Seven months later, the fracking/manufacturing part of the hypothesis is looking increasingly plausible. For various reasons, fracking activity has slowed in recent months. In this case, however, the slowdown is not due to weak oil prices, and experts predict a pickup later in the year:
Schlumberger CEO Paul Kibsgaard told analysts and investors last week that his company is seeing a slowing-down of activity in the U.S. shale plays over the first four months of 2019. “North America land activity is set for lower investments with a likely downward adjustment to the current production growth outlook,” Kibsgaard said, “the higher cost of capital, lower borrowing capacity and investors looking for increased returns suggest that future E&P investments will likely be at levels dictated by free cash flow. We, therefore, see land E&P investment in North America down 10% in 2019. ”

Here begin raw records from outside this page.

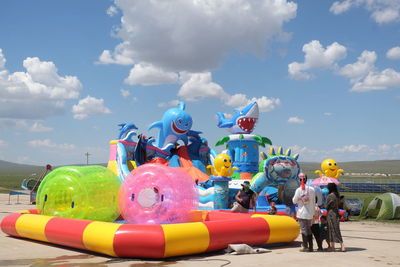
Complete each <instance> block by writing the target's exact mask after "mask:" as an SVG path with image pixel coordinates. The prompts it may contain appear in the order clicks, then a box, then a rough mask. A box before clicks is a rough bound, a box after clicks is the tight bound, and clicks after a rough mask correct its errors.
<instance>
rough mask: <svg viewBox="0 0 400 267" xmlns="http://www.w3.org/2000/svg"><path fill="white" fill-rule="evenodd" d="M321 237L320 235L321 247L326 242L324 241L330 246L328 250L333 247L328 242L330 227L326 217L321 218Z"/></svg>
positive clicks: (320, 230) (319, 232) (321, 217)
mask: <svg viewBox="0 0 400 267" xmlns="http://www.w3.org/2000/svg"><path fill="white" fill-rule="evenodd" d="M319 235H320V240H321V245H322V243H323V242H324V240H326V243H327V244H328V249H329V248H330V247H331V245H330V243H329V240H328V225H327V223H326V216H325V215H322V216H321V218H320V224H319Z"/></svg>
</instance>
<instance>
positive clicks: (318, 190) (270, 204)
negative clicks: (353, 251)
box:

Overall, employment growth in 2019 continues to be strong, running at 205,000/month, only slightly below 2018 boom levels. But manufacturing job growth is slowing more rapidly, with growth especially anemic over the past three months. Year-over-year data shows the rate of manufacturing job growth slowing from a peak of 2.3% in July 2018 to 1.6%, and I expect a further decline.
Notice that there was also a manufacturing jobs boom during the 2014 fracking boom.
Labor force participation in April was 62.8%, exactly the same as 5 years ago. But that’s actually good news, as the retirement of boomers was expected to lead to further declines. On the other hand, I doubt we’ll get back to the levels of the late 1990s; there are too many demographic headwinds:
The 3.6% unemployment rate is consistent with what we are seeing in other similar developed economies. Relatively “neoliberal” economies are seeing unemployment fall to rates not seen since the 1960s. What makes the US stand out is that productivity numbers have also been pretty good (unlike places like the UK.)
Job growth in the US is also helped by a recent surge in immigration. Overall, a very good jobs report. It shows that manufacturing is not the key to strong employment gains, but fracking is the key to strong manufacturing jobs gains.
PS. Speaking of the UK, I predict their next election will feature Trump vs. Sanders, err, I mean Boris Johnson vs. Jeremy Corbyn. If the Liberal Democrats can’t do well against those two clowns, it’s time to close up shop. If the Brits had any sense, they’d make Rory Stewart their PM. But only after Brexit is resolved—that’s one of those problems that would destroy any leader.